In my experience with OCaml, I have found the syntax a bit too unfavourable like the author did, but the resulting code was very fast. With concurrency sorted out, I wonder if it could take on Rust, Nim, and Go as far as systems-programming is concerned (esp since Go has the weight of Google behind it).

It also helps that the language designers have written a large tutorial on systems programming: https://ocaml.github.io/ocamlunix/

Then there's this epic Mirage OS built with Cloud Computing in mind by Anil and his team of OCaml zealots: http://openmirage.org/



I don't think anyone on the MirageOS team is a language zealot. Almost by definition, they'll be polyglots so understand the trade-offs you make when using different languages.
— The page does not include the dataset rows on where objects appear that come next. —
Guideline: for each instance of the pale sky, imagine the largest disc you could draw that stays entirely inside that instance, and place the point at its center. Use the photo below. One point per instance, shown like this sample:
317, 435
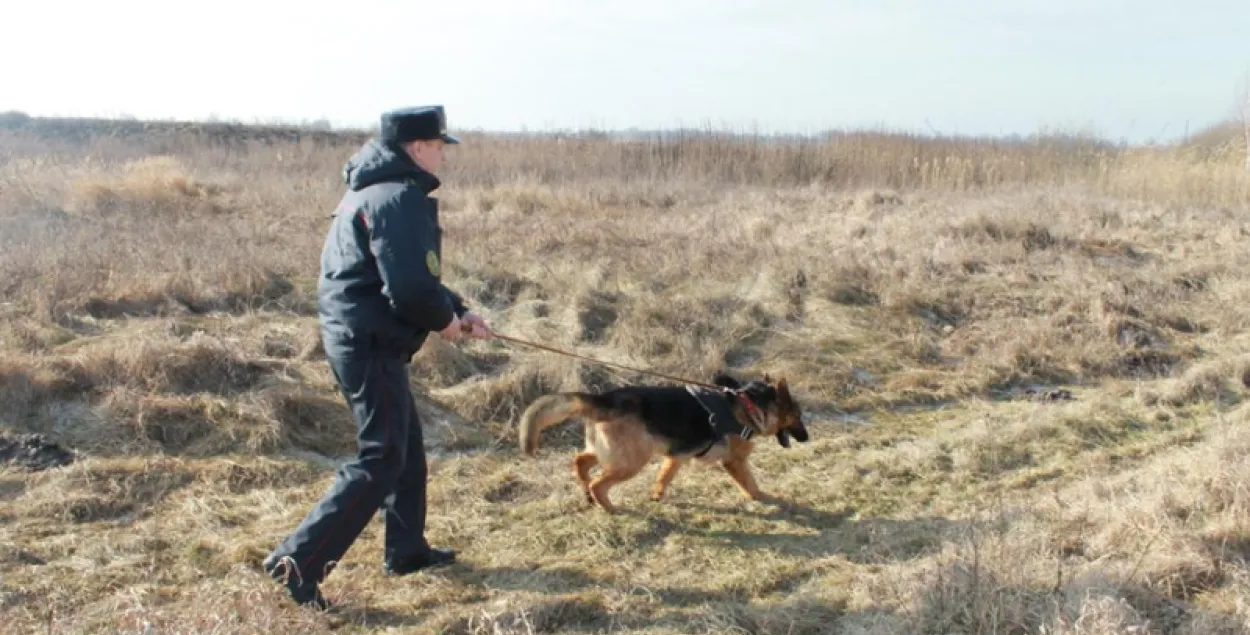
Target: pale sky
1119, 68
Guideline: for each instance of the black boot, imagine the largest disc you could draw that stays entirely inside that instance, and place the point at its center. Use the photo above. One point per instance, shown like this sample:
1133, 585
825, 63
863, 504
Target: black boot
435, 558
304, 593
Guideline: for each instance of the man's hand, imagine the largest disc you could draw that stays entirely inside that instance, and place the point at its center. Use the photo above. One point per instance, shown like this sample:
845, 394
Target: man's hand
453, 331
475, 326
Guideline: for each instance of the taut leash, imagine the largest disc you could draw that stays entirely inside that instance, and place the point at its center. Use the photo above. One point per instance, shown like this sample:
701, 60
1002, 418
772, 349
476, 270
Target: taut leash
751, 409
558, 351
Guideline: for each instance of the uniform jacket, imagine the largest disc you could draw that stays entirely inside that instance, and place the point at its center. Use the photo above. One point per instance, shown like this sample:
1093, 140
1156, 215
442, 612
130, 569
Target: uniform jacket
380, 284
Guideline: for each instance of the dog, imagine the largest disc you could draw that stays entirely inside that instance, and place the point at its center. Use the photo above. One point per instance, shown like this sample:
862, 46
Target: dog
625, 428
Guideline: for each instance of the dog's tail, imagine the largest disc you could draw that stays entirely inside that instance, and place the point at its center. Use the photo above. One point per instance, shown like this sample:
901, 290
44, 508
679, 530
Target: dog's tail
544, 413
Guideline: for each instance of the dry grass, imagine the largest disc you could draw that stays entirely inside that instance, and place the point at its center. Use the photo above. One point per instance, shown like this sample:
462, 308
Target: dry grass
925, 298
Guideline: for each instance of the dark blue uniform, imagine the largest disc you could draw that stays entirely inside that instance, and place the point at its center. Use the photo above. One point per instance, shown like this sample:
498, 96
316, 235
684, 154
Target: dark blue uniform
379, 296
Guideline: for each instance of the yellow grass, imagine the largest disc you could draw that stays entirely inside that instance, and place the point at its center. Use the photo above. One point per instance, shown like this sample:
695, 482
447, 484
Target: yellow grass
929, 300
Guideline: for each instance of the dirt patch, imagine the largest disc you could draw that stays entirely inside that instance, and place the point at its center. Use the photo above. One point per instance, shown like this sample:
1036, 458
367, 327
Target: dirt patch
33, 453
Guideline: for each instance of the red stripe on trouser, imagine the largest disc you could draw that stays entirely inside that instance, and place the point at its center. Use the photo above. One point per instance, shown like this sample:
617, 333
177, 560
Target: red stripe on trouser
384, 409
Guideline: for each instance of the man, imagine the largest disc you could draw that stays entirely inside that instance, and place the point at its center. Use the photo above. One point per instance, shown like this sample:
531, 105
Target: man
379, 296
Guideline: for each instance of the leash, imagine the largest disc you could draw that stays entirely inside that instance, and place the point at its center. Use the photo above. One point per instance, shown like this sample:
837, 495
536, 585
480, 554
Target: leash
559, 351
751, 409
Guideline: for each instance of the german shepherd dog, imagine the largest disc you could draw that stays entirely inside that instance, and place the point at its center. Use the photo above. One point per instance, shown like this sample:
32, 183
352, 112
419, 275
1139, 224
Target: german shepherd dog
628, 426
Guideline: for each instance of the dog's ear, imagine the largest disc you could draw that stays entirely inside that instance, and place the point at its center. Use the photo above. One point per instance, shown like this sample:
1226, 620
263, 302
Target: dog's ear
784, 396
784, 438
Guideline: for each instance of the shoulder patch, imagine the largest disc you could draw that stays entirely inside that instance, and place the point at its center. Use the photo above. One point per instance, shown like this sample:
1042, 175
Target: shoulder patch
431, 263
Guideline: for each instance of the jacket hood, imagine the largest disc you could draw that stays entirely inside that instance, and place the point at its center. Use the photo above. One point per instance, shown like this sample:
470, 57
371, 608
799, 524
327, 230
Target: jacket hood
378, 163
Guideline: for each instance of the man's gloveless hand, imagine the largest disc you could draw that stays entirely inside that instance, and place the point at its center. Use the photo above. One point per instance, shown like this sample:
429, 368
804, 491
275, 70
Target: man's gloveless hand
475, 326
453, 331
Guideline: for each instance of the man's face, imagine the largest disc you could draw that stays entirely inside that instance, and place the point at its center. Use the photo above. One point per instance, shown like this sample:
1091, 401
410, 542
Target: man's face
428, 154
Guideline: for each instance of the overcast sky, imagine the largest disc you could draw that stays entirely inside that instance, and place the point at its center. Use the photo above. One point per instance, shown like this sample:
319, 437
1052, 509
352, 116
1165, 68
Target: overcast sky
1124, 69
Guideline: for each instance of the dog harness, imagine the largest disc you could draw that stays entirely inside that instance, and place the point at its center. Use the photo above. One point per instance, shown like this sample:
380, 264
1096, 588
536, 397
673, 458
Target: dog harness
720, 414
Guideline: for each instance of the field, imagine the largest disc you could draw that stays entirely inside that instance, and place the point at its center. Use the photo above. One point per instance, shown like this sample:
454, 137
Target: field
1026, 366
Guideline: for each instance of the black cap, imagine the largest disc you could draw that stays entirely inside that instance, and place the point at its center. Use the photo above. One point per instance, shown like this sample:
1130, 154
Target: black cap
416, 123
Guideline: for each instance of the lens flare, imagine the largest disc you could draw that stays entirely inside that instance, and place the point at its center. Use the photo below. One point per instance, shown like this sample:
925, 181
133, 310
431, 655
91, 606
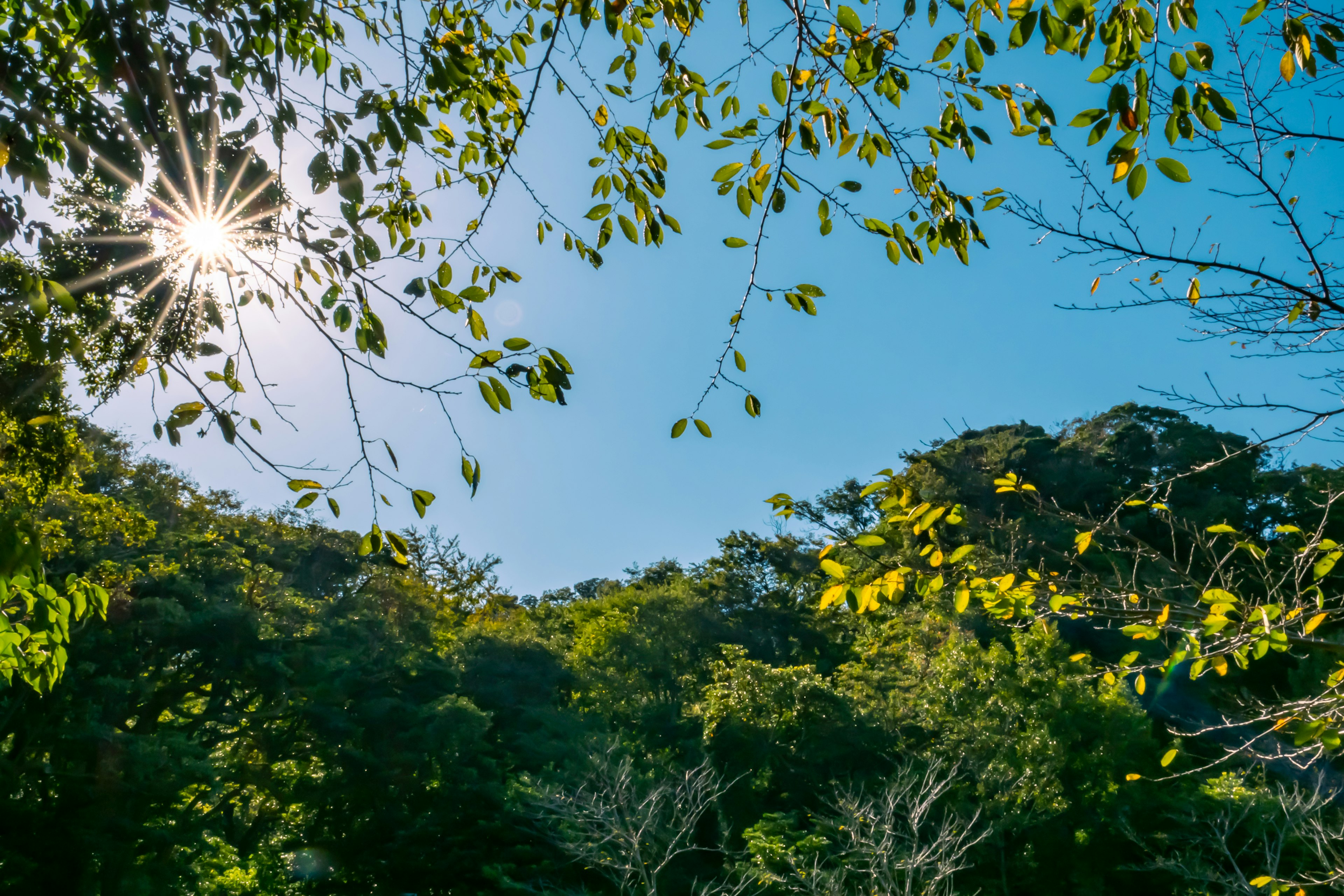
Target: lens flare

It turns out that OCaml is pretty good for systems programming, hence projects like MirageOS can survive and grow.


Agree. BTW, I meant "zealot" as a compliment.


Fun fact: the Rust compiler was originally written in OCaml.


It seems that many original compilers are written in OCaml.


What is it written in now? (Rust?)


Yup!


> With concurrency sorted out

The last time I looked at this (~ 2 years ago), there were a few efforts to solve this, but they all had lots of caveats and none were generally accepted as the solution. Has there been any progress since?

I tried to solve a performance issue with OCaml, and the lack of concurrency and librairies were too limiting.


There is a multicore runtime in progress, with an ETA of "when it's done".


Multi-core addresses parallelism, concurrency is a whole different can of worms.


Fair point. For concurrency, you have lwt and Core.Async. Lwt is fairly nice, haven't tried Core.Async. I'll point out that "there is no parallelism" is one of the traditional complaints about OCaml, not "there is no solution for concurrency".